Faire de la philosophie pratique, c’est utiliser des distinctions conceptuelles pour mieux comprendre les enjeux du management. Je vais ici vous en donner un exemple, qui m’est venu suite à divers expériences d’accompagnement des projets de changements organisationnels.
En philo, on travaille à différencier les mots. On se demandera ainsi quelle est la différence entre un outil et un instrument. Oui, très bien… Mais quel rapport avec le changement organisationnel, me direz-vous ?

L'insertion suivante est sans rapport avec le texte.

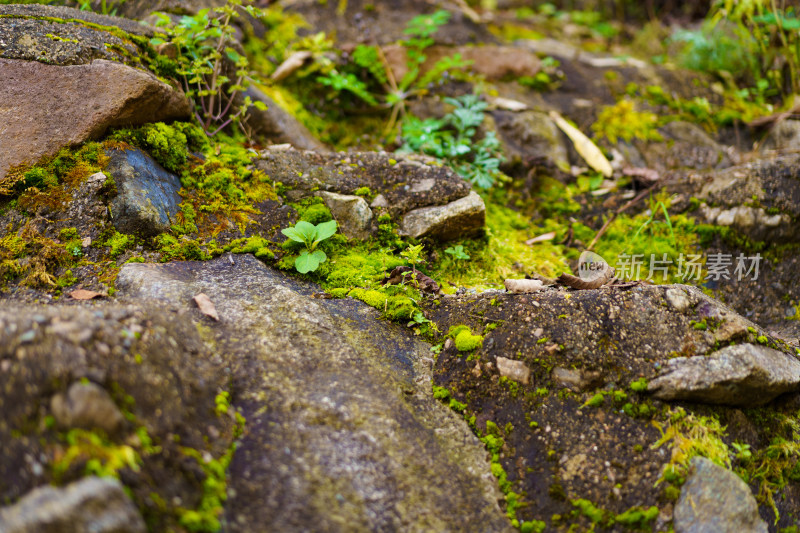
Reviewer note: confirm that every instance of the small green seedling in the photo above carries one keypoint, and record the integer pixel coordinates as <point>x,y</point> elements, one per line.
<point>310,235</point>
<point>457,252</point>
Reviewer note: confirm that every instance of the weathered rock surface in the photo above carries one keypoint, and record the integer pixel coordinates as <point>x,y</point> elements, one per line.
<point>463,217</point>
<point>152,362</point>
<point>531,136</point>
<point>403,182</point>
<point>685,145</point>
<point>760,199</point>
<point>96,505</point>
<point>147,195</point>
<point>66,80</point>
<point>584,427</point>
<point>17,13</point>
<point>86,406</point>
<point>783,135</point>
<point>742,375</point>
<point>342,431</point>
<point>277,125</point>
<point>351,212</point>
<point>715,500</point>
<point>55,106</point>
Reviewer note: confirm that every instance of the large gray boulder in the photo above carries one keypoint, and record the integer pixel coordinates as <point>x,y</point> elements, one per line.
<point>745,375</point>
<point>91,505</point>
<point>715,500</point>
<point>759,199</point>
<point>342,430</point>
<point>66,80</point>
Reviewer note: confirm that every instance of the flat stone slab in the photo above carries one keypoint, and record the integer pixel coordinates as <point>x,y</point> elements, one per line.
<point>462,217</point>
<point>739,375</point>
<point>715,500</point>
<point>92,504</point>
<point>44,107</point>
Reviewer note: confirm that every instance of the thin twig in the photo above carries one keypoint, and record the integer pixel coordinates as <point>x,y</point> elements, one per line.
<point>613,217</point>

Eh bien, le rapport, c’est la manière dont un dirigeant aborde le changement organisationnel. Soit il pense que le principal levier de transformation, c’est l’organigramme. Dans ce cas, il voit celui-ci comme un outil. Pour Aristote, l’outil (organon), c’est un moyen en vue d’une fin. Quand je prends un marteau pour planter un clou, le marteau ne compte que par le résultat qu’il permet d’atteindre. Sa valeur tient seulement dans son utilité. Si on fait le parallèle avec l’organigramme, on dira que celui-ci est un moyen au service du changement. Il amènera chaque acteur à endosser un rôle inédit, à occuper une nouvelle place, à accomplir des activités différentes. Dans ce cas, les dirigeants auront une approche qu’on qualifiera de gestionnaire, voire d’utilitaire de l’organigramme. Pur moyen d’organiser les ressources et les compétences, il n’a de valeur qu’au service d’un projet défini préalablement. Le schéma est classique : on construit une fin (un objectif visé, une intention) qui s’incarne souvent en un projet d’établissement ou de service. Ensuite, on rassemble et on organise les moyens pour le réaliser (ex. Une GPEC : Gestion Prévisionnelle des Emplois et des Compétences, une refonte des fiches de poste, etc.). L’avantage : on donne du sens, on met de la cohérence dans l’organisation. Le risque : on peut trop attendre de l’organigramme, y voir un couteau suisse qui, bien utilisé, suffirait à faire fonctionner l’organisation.


Autre chemin : concevoir l’organigramme comme un instrument. Oubliez le marteau qui vous casse les oreilles ! Pensez plutôt à l’instrument de musique. Considérez le musicien qui fait corps avec sa guitare, sa flûte, son piano. Ce n’est pas l’objet qui produit tout seul de la musique, il le fait seulement lorsqu’il est mis en mouvement par le corps d’un être humain. C’est le musicien qui le rend vivant. Qu’est-ce que ça serait que de voir l’organigramme comme un instrument ? Cela demanderait au dirigeant de ne jamais le considérer comme l’aboutissement du processus de changement. A chaque instant de sa mise en œuvre, il faut jouer de l’organigramme. Il est l’instrument qui permet d’interpréter la partition. Et si on est bon musicien, on ne se contente pas de lire la partition, mais on y met son style, sa touche personnelle. Que nous dit cette image ? Que le dirigeant gagne à écouter les résonances de l’organigramme quand il est « joué » : être attentif à ce qui sonne juste, aux couacs, aux silences,… bref, accompagner la manière dont chacun des acteurs joue de cet instrument. Avantage : l’organigramme n’est qu’un levier du changement organisationnel. Il ne dispense pas les acteurs d’être inventifs, agiles, et même parfois iconoclastes lorsqu’ils doivent improviser ! Rien de pire qu’un organigramme sacralisé, où chacun doit rentrer dans une boîte mal taillée. Inconvénient : on n’en a jamais fini de mettre l’organigramme sur le métier, il faudra toujours rester en veille, le faire bouger. Cela limite le temps d’appropriation nécessaire pour les équipes qui en finissent par ne plus savoir qui fait quoi.
En résumé, il ne s’agit d’opposer les deux. Pas non plus de dresser les bricoleurs contre les musiciens ! Les deux approches sont importantes. Il suffit juste de les avoir en tête pour ne pas confondre changement organisationnel et changement d’organigramme.